ChatGPT works on snippets without structural context. CoreAI builds an algorithmic graph of the entire codebase first, then uses AI agents guided by that graph — preserving dependency topology and ownership semantics. Research shows fewer than 20% of C programmes over 150 lines can be satisfactorily translated by LLM-only methods without manual intervention.
Can AI-generated Rust code be trusted for production use?
For memory safety, yes — the borrow checker provides a mechanical guarantee. For logical correctness, AI code produces demonstrably more defects (CodeRabbit: 1.7x more issues per PR, 75% more logic errors). Budget for increased review and testing. The bar for a payment processor is not the same as for a logging utility.
What is C2Rust and is it the same as Microsoft’s pipeline?
C2Rust converts C99 to compilable but entirely unsafe Rust. It’s a migration starting point, not a finished product, maintained by Immunant and Galois. Fundamentally different from Microsoft CoreAI’s research pipeline.
What is the “unsafe Rust” problem in automated translation and why does it matter?
C uses raw pointer manipulation with no direct Safe Rust equivalent. Basic transpilers emit unsafe blocks — compilable, but memory safety guarantees are bypassed. Lifting that unsafe code to Safe Rust requires inferring ownership and lifetime semantics that C does not express.
What does “idiomatic Rust” mean and why does it matter for migration output?
Idiomatic Rust uses language-native constructs — enums, Option/Result types, iterators, pattern matching — rather than C-style patterns transliterated directly. Code that is safe but not idiomatic is harder to maintain and review. Idiomaticity is a real quality bar, not a cosmetic one.
What will AI translation tooling cost when it becomes available?
The only public data: Asari AI translated libraries at $50–$500 each with independent verification. Commercial pricing for proprietary codebases doesn’t exist yet. Translation costs will likely be modest — the dominant cost will be verification and testing overhead.
Is it realistic to translate one million lines of code per engineer per month?
This is Galen Hunt’s stated North Star goal — a research direction-setter, not a demonstrated result. No current tool approaches this throughput.
What open-source tools exist today for incrementally migrating C++ to Rust?
C2Rust (unsafe transpiler, actively maintained), Laertes, Crown, CRustS, and C2SaferRust (research-stage safety-lifting tools), Corrosion (CMake/C++ build integration), and cargo-deny (dependency governance). None replace human judgement — they reduce the mechanical workload.

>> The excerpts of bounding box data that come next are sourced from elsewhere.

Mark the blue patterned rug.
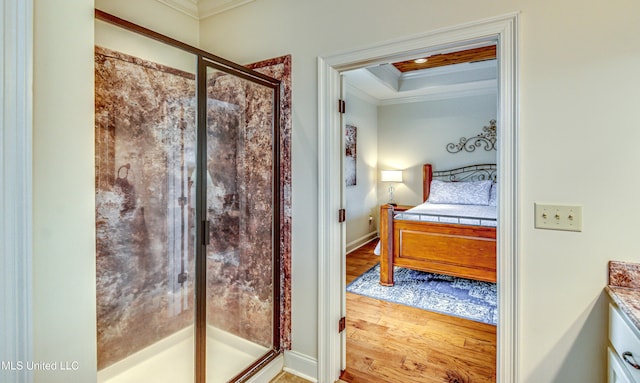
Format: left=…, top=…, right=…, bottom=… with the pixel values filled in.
left=347, top=264, right=498, bottom=325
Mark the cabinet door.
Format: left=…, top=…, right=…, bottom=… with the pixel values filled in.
left=607, top=347, right=633, bottom=383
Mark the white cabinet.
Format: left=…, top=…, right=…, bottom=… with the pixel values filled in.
left=608, top=304, right=640, bottom=383
left=607, top=347, right=632, bottom=383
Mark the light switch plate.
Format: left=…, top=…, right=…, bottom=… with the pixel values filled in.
left=534, top=203, right=582, bottom=231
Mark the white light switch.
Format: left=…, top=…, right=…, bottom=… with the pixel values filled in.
left=534, top=203, right=582, bottom=231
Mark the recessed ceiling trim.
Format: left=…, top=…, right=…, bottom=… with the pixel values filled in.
left=156, top=0, right=199, bottom=20
left=377, top=80, right=498, bottom=106
left=198, top=0, right=255, bottom=20
left=347, top=83, right=380, bottom=105
left=156, top=0, right=255, bottom=20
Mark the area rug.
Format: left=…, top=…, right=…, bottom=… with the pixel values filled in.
left=347, top=264, right=498, bottom=325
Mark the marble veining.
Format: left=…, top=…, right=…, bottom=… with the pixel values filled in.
left=95, top=47, right=291, bottom=369
left=605, top=261, right=640, bottom=329
left=609, top=261, right=640, bottom=289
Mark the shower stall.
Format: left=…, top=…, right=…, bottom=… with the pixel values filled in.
left=95, top=11, right=286, bottom=383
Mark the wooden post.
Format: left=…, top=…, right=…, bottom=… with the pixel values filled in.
left=380, top=205, right=393, bottom=286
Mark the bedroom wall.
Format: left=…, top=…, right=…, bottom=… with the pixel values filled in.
left=378, top=93, right=497, bottom=205
left=345, top=87, right=378, bottom=252
left=200, top=0, right=640, bottom=383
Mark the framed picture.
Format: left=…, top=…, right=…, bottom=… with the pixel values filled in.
left=344, top=125, right=358, bottom=186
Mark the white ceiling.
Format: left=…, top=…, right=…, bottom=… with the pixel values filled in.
left=157, top=0, right=255, bottom=20
left=343, top=60, right=498, bottom=105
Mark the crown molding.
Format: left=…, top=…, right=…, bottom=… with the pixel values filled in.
left=198, top=0, right=255, bottom=20
left=156, top=0, right=255, bottom=20
left=347, top=82, right=381, bottom=106
left=156, top=0, right=199, bottom=20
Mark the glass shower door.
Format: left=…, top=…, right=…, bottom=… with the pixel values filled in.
left=199, top=60, right=279, bottom=383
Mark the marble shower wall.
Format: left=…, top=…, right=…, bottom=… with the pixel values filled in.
left=95, top=48, right=196, bottom=369
left=95, top=47, right=290, bottom=369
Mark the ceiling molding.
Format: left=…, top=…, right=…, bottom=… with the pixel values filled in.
left=378, top=80, right=498, bottom=106
left=347, top=83, right=380, bottom=106
left=198, top=0, right=255, bottom=20
left=156, top=0, right=255, bottom=20
left=156, top=0, right=199, bottom=20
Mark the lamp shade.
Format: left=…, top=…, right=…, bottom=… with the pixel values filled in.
left=380, top=170, right=402, bottom=182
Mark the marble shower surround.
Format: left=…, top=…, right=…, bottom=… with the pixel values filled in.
left=96, top=47, right=291, bottom=368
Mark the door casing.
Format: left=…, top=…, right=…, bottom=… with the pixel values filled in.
left=318, top=13, right=520, bottom=383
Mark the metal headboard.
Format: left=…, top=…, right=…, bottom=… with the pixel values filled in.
left=422, top=164, right=498, bottom=201
left=432, top=164, right=498, bottom=182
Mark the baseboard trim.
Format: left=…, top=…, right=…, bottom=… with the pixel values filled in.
left=247, top=354, right=284, bottom=383
left=284, top=351, right=318, bottom=383
left=346, top=231, right=378, bottom=254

What is the difference between “AI-assisted translation” and “AI-assisted coding” tools like Copilot?
Copilot is a productivity multiplier for individual developers. AI-assisted translation operates at the whole-codebase level, using algorithmic structural models to guide modifications at scale. The intelligence in CoreAI is in the graph architecture, not in completing a developer’s next line.
When should you start planning for AI translation rather than manual migration?
Under approximately 500,000 lines, manual incremental migration with FFI is more economical now. For larger codebases with timelines extending beyond 2027, building AI translation into the planning model makes sense — structure migrations in well-defined module boundaries and the option stays open when tooling arrives.